Academe Blog: Headhunters for university presidential searches make their six-figure commissions by promising trustees they’ll deliver an efficient search with high-quality candidates. What they’ve delivered to the University of Colorado is a slow-motion train wreck, as president-elect Mark Kennedy struggles to salvage his candidacy after a “ready-fire-aim” search process in which trustees admit they failed to run thorough background checks.

What’s going on in Boulder-—where Kennedy, now president of the University of North Dakota, was sprung on the community April 10 as the euphemistically titled “sole finalist” for Colorado’s presidency-—demonstrates how public legitimacy is lost when presidential hiring is outsourced to secretive headhunting firms.

My article in the spring issue of Academe, “The Costs of Closed Searches,” focuses on the increasingly common phenomenon of the “finalist list of one,” a trend toward hiring university presidents without bringing any of the candidates to campus or disclosing the identities of those, other than the winner, who received consideration. The AAUP has been outspoken for decades about the importance to shared governance of a transparent and inclusive process in which stakeholders have meaningful input. The consequences of excluding the public are becoming painfully apparent in Colorado, where Kennedy is undertaking a belated campus listening tour in advance of the Board of Regents meeting where his ratification is preordained.

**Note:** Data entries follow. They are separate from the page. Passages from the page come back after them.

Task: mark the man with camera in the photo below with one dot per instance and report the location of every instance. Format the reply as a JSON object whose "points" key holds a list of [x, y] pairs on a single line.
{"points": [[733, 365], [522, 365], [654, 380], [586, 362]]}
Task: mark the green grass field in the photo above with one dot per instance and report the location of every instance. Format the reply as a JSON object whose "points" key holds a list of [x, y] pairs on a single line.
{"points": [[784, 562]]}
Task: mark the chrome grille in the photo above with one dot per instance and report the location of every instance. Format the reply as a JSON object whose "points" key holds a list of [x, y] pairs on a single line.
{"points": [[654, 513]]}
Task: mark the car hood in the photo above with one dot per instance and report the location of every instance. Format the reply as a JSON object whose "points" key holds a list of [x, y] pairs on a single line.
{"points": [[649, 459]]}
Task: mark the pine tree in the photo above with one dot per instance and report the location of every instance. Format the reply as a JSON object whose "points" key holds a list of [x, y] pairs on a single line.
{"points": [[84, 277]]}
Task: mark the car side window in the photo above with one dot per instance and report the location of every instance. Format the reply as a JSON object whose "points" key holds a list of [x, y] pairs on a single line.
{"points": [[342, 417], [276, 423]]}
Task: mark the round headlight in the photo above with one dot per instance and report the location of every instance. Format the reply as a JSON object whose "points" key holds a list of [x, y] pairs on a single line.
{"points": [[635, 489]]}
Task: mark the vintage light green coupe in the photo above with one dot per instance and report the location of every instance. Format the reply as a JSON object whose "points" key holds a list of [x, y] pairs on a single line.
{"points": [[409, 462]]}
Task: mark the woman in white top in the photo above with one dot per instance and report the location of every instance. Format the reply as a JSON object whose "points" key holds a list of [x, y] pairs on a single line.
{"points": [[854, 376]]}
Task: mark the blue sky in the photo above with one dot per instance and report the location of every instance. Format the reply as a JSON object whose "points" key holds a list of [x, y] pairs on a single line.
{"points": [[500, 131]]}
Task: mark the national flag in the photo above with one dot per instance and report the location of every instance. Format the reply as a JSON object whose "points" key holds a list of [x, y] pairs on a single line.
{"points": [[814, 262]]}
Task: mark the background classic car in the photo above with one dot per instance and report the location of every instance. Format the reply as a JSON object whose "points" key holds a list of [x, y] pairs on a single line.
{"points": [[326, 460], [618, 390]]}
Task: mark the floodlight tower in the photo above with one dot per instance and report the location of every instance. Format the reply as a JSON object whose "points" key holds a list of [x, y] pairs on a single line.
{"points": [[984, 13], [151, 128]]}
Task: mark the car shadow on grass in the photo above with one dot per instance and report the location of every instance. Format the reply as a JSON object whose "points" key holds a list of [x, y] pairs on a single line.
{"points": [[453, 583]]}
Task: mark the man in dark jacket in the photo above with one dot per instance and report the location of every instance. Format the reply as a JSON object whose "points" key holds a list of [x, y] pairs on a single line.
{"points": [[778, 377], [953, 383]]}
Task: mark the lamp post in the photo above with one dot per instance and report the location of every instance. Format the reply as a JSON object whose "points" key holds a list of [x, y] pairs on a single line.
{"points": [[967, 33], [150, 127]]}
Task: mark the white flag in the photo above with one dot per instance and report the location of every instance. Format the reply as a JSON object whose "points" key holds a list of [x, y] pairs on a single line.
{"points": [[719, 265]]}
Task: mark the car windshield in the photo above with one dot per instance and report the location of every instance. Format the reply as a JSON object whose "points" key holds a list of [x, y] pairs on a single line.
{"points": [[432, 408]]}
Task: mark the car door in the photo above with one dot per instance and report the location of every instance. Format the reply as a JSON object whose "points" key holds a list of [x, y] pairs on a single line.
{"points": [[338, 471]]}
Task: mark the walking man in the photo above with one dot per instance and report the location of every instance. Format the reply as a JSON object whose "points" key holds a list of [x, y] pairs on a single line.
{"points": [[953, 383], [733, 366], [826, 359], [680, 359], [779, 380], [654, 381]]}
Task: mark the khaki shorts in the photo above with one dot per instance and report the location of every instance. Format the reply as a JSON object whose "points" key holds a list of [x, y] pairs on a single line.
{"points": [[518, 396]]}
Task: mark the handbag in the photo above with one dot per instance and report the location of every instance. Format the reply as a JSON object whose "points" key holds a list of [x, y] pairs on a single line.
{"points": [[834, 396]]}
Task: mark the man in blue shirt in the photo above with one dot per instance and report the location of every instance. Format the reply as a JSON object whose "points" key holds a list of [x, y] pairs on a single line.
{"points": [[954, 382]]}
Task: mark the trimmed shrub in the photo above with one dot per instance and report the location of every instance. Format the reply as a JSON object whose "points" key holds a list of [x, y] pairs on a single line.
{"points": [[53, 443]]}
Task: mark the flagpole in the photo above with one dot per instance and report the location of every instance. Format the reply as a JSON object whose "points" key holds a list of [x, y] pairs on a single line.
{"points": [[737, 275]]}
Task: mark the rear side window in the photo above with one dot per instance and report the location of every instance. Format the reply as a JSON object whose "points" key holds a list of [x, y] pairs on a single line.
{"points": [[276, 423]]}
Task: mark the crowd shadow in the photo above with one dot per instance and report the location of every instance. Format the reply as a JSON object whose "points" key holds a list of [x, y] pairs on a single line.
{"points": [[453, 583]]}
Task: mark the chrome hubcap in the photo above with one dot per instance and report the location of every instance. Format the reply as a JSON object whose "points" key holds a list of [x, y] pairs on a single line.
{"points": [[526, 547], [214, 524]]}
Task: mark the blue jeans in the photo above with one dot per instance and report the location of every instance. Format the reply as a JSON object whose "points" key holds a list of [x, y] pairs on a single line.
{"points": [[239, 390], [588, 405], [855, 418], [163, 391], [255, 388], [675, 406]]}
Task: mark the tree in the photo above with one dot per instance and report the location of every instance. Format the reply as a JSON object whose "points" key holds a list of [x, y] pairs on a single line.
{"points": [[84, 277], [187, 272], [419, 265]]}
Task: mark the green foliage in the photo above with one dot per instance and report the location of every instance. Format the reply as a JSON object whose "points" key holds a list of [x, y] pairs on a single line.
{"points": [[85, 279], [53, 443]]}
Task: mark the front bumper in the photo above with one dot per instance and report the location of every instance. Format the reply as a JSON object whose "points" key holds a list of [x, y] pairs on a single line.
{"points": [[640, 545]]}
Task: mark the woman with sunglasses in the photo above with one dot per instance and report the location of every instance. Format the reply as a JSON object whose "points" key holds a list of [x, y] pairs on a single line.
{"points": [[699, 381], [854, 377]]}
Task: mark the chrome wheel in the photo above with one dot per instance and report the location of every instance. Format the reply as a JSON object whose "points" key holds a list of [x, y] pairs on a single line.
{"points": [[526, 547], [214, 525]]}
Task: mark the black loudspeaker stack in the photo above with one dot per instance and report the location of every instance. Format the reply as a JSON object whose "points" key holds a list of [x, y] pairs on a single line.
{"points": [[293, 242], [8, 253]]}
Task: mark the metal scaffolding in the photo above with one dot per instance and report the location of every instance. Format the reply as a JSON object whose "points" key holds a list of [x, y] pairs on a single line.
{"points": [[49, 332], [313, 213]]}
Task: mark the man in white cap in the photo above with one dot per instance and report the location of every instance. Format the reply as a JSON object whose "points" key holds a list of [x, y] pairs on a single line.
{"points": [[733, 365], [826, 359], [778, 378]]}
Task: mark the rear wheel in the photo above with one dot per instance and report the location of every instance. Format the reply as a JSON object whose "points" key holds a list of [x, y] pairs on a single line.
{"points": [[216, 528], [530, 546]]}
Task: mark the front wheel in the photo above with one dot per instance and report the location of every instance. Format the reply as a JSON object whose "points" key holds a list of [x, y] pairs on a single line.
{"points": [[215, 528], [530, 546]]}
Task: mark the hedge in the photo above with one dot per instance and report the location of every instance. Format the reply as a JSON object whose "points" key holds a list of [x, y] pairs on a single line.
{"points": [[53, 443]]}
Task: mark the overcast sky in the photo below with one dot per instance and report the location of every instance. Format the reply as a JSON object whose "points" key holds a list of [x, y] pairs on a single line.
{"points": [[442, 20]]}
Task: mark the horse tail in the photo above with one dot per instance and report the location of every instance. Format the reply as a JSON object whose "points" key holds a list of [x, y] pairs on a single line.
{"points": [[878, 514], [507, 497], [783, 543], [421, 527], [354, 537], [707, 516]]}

When a candidate is chosen despite significant personal or professional baggage-—in Kennedy’s case, a highly conservative voting record during his time as a Republican member of Congress, including opposition to same-sex marriage, out of step with the mainstream of opinion on his soon-to-be campus-—the public is entitled to an explanation. Were there no comparably well-credentialed applicants? Did Kennedy offer something the other candidates did not?